Cet article est centré sur cette figure féminine dans le récit épique de la fondation du Yatenga, pour mettre en relief la contribution historique de la femme moaaga dans la gestion de société traditionnelle.
- Méthodologie
La démarche méthodologique a consisté en une recherche documentaire et à l’analyse d’un corpus collecté à Gourcy dans la province du Zandoma. La collecte du récit principal a été réalisée au moyen d’un dictaphone et enrichi par des entretiens et l’exploitation documentaire. A travers l’analyse de textes oraux, nous avons travaillé à cerner la figure de Pabré à partir de la dynamique des personnages et des institutions sociales qui transparaissent dans le récit épique.
- Résultats
La recherche sur la figure de Pabré dans le récit épique de la fondation du Yatenga a abouti aux principaux résultats ci-après :
Pabré au cœur de la Fondation du Royaume du Yatenga : la gestion du pouvoir par les femmes en pays moaaga traditionnel
La légende rapporte que vers 1337, Pabré a permis à son frère Yadéga de retrouver le pouvoir. Après le décès de leur père, Koumdemyé, le frère cadet avec la complicité du collège électoral (ceux consacrés par la tradition pour élire un nouveau chef) ravit le trône à son aîné. Pabré, fille ainée du défunt qui a joué le rôle de na-poaka (femme cheffe) lors de l’interrègne, corrigea cette injustice en dérobant les attributs du royaume de Ouagadougou et permit ainsi à Yadéga de fonder le royaume du Yatenga (Izard 1989 : 447 ; Skinner 1972 : 42). Elle fut également la première Wεεmba (Weem- Naaba ) (femme en charge de la médiation) de ce royaume.

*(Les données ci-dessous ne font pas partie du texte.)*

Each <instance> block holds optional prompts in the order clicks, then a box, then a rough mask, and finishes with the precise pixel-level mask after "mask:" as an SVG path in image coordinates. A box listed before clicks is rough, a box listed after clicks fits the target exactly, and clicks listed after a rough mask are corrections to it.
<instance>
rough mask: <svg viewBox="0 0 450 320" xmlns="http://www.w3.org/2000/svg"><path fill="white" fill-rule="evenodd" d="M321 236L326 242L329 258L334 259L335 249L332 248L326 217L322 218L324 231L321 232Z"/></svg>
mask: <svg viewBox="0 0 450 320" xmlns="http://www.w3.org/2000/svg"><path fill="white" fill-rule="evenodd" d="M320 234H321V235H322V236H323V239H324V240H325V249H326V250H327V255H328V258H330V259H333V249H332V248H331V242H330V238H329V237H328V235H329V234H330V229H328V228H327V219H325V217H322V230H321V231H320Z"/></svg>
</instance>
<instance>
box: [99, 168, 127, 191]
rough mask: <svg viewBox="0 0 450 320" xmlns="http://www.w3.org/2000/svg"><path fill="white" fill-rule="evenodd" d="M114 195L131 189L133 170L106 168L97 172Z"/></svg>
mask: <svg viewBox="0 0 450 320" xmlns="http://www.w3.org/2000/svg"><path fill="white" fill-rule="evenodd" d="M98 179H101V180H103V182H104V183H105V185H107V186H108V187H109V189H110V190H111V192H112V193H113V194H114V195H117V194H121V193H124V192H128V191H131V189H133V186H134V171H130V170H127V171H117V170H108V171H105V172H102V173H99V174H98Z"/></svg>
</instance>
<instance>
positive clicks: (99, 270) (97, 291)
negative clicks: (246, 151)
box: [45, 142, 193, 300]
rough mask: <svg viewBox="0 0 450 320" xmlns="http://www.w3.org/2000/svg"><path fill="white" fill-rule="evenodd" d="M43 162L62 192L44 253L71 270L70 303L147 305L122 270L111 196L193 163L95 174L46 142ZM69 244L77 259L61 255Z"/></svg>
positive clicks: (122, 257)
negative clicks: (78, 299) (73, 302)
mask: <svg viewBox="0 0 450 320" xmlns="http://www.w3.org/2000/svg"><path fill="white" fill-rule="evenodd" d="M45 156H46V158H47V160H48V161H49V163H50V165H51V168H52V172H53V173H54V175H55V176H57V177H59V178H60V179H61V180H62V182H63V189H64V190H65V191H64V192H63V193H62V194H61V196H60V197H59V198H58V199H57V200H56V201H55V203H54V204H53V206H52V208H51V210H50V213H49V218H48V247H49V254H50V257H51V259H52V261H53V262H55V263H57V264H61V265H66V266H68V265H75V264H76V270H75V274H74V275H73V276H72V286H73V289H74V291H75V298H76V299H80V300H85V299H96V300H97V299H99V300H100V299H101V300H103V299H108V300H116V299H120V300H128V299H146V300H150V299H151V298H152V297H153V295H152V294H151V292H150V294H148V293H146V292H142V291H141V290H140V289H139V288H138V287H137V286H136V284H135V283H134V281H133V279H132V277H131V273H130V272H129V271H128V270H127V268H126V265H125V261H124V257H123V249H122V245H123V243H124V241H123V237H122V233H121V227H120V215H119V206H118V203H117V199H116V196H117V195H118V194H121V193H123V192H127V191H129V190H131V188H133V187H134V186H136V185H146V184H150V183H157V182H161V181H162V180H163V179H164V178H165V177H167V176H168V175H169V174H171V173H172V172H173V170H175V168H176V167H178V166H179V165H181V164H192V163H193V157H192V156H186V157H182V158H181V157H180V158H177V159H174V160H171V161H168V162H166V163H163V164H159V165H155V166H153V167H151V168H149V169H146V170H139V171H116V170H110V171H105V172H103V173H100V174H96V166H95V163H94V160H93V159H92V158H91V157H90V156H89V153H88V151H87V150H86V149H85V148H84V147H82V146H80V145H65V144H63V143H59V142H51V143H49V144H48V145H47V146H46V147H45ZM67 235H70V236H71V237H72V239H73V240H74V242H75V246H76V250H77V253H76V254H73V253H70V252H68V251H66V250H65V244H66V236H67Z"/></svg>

Dans la société moaaga, la na-poaka et la Wεεm- Naaba sont des femmes d’ascendance royale, qui exercent un pouvoir politique officiel. Ce sont des figures féminines qui assurent donc un certain leadership dans cette société.
Notons que la fonction de Wεεm- Naaba s’est masculinisée au fil du temps en raison de plusieurs contraintes (devoir de chasteté, interdiction de vie en couple, dans le mariage…).
Pabré comme adjuvante : la femme comme figure de paix
L’étude révèle que Pabré, et par-delà elle, la femme moaaga, a toujours été une adjuvante qui permet à l’homme de conquérir le pouvoir. La notion de compagnonnage dans le récit épique du Yatenga présente, effectivement, Pabré comme une actrice de premier plan dans l’accomplissement du dessein du héros épique Yadega. Son rôle déterminant se manifeste par le vol, suivi de la remise des insignes royaux (naam-tɩɩbo, naam-wubri, naam-gãngo) au prince héritier Yadega. Cela vient prouver une des caractéristiques des récits épiques dans lesquels la notion de compagnonnage est attestée. Une analyse immanente du récit permet de mettre en relief des dynamiques interactionnelles entre les personnages épiques. Ainsi, en se référant au schéma actanciel de Algirdas Julien Greimas, on s’aperçoit que le héros épique, Yadega, pour atteindre son objectif, va s’attacher les services d’autres personnages pouvant s’inscrire dans la sphère actantielle des adjuvants. Ces adjuvants se résument à Pabré qui a subtilisé les objets sacrés du pouvoir.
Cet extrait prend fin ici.